Banks criticized for offering a ‘meager’ return on customers’ savings despite rising interest rates
Some savers have made ‘meager’ returns despite increases in the Bank of England’s key interest rates, according to Which?
The consumer group said savers have been sitting on rates of just 0.1 percent in recent months.
Some savers may be better off with challenger banks — smaller, more modern financial institutions adopting the long-standing status quo — or building societies, especially when it comes to direct access to deals, consumer group research suggested.
The Bank of England’s base rate is currently at 4.5 percent, following a series of increases to curb rampant inflation.
The Treasury Committee recently expressed its concerns about savings rates and has written to providers.
The Bank of England’s key interest rate is currently at 4.5 percent, following a series of hikes in a bid to curb rampant inflation
The Financial Conduct Authority’s consumer duty due to be introduced in July will encourage companies to give customers a fair price, and which ones? said it wants swift action if companies fall short.

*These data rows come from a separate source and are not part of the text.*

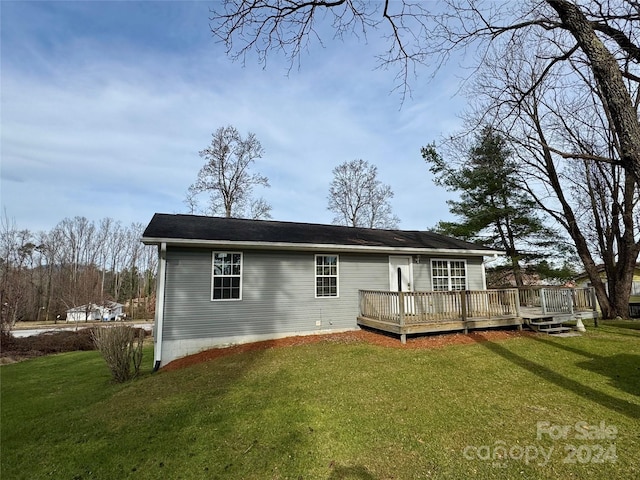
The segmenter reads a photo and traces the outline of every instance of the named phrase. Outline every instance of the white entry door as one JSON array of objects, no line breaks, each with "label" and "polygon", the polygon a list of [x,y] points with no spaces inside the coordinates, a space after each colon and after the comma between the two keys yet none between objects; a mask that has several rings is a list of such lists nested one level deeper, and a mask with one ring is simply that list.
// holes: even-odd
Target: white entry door
[{"label": "white entry door", "polygon": [[411,257],[389,257],[389,290],[392,292],[413,291],[413,264]]},{"label": "white entry door", "polygon": [[[413,263],[411,257],[399,255],[389,257],[389,290],[405,293],[413,291]],[[412,297],[405,298],[404,312],[413,313]]]}]

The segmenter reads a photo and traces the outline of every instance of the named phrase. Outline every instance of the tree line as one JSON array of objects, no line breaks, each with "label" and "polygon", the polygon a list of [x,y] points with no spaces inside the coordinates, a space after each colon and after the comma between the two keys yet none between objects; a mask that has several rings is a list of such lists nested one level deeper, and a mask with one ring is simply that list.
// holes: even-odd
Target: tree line
[{"label": "tree line", "polygon": [[2,326],[64,319],[70,308],[128,305],[129,317],[153,312],[157,252],[140,242],[144,226],[112,218],[65,218],[50,231],[0,220]]}]

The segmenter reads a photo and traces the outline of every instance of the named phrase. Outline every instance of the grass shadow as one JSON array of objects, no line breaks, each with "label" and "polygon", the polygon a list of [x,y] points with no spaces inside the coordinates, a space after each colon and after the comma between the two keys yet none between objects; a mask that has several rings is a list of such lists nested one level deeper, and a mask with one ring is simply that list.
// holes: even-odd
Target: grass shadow
[{"label": "grass shadow", "polygon": [[[482,335],[478,336],[482,337]],[[613,410],[629,418],[640,418],[640,409],[638,409],[636,405],[596,390],[588,385],[583,385],[572,378],[566,377],[545,365],[533,362],[530,359],[518,355],[517,353],[514,353],[497,343],[493,343],[486,338],[483,338],[483,341],[478,343],[484,348],[491,350],[496,355],[499,355],[505,360],[508,360],[514,365],[527,370],[547,382],[553,383],[560,388],[571,391],[576,395],[579,395],[589,401],[596,402],[604,408]]]},{"label": "grass shadow", "polygon": [[580,350],[579,348],[576,348],[576,347],[570,347],[569,345],[566,345],[564,343],[558,343],[557,341],[550,340],[546,333],[531,335],[530,338],[532,340],[535,340],[536,342],[542,343],[549,347],[554,347],[560,350],[564,350],[565,352],[574,353],[576,355],[581,355],[587,358],[602,358],[601,355],[597,355],[593,352],[587,352],[585,350]]},{"label": "grass shadow", "polygon": [[338,465],[333,468],[328,480],[376,480],[376,478],[362,465],[353,467]]},{"label": "grass shadow", "polygon": [[624,328],[626,330],[634,330],[640,333],[639,320],[601,320],[600,324],[607,327]]},{"label": "grass shadow", "polygon": [[[621,328],[625,328],[625,327],[621,327]],[[615,332],[615,334],[623,336],[623,337],[637,338],[638,340],[640,340],[640,331],[635,330],[635,329],[628,329],[628,330],[629,330],[628,333],[627,332],[617,331],[617,332]],[[638,333],[632,333],[632,332],[638,332]]]},{"label": "grass shadow", "polygon": [[610,384],[623,392],[640,396],[640,355],[621,353],[611,357],[596,357],[577,365],[609,377]]}]

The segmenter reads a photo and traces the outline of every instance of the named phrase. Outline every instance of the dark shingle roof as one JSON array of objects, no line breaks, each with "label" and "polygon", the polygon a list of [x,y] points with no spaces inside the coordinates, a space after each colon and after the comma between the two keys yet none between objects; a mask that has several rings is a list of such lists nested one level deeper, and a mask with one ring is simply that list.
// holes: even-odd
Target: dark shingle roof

Jenny Ross, editor of Which? Money, said: “With millions of consumers still feeling the impact of an unrelenting cost-of-living crisis, getting better returns on savings accounts has become even more important.”
She added: “Our advice is simple: if you’re not happy with the rates you’re currently receiving, now is the time to switch.”
Several providers have recently announced new savings deals, such as First Direct, which is launching a one-year, fixed-rate savings account starting May 30 with a rate of 4.60 percent AER (annual equivalent rate).
The deal is only available to First Direct customers with a 1st current account. The bank is offering £175 in cash to switch to its current account, subject to conditions.
Last Friday, Shawbrook launched a one-year fixed rate bond with a payout of 5.06 percent AER and a one-year fixed rate Isa at 4.43 percent AER.
A blog on the UK Finance website by Eric Leenders, managing director of personal finance at UK Finance, says: ‘Banks consider a number of factors when determining the interest rate paid to depositors or by borrowers.
Many savers are sitting on interest rates as low as 0.1 per cent, despite Bank of England rate hikes under Governor Andrew Bailey (pictured)
The Bank of England’s official ‘bank rate’ is only one factor. Other factors include the cost of raising funds, both in the retail and wholesale markets, capital and liquidity requirements, customer and regulatory expectations, and the fact that not all borrowers will repay the loans in full.
There is a wide variety of cash savings accounts on the market and the interest rates offered are set by individual banks that compete with each other. The degree of competition in the market is an important factor, in addition to the nature of a bank’s own business model and customer strategy.’
A UK Finance spokesperson said: ‘The rates an individual company offers on its savings products are determined by a number of different factors, not just the Bank of England bank rate.
‘It is important whether someone wants immediate access or can deposit their money for a longer period of time.
While the interest rates on an instant account may be lower, they offer customers the flexibility to access their money when they need it. The market is competitive with a range of fixed and variable rate products available.
“We would always encourage customers to shop around for the product and rate that fits their needs.”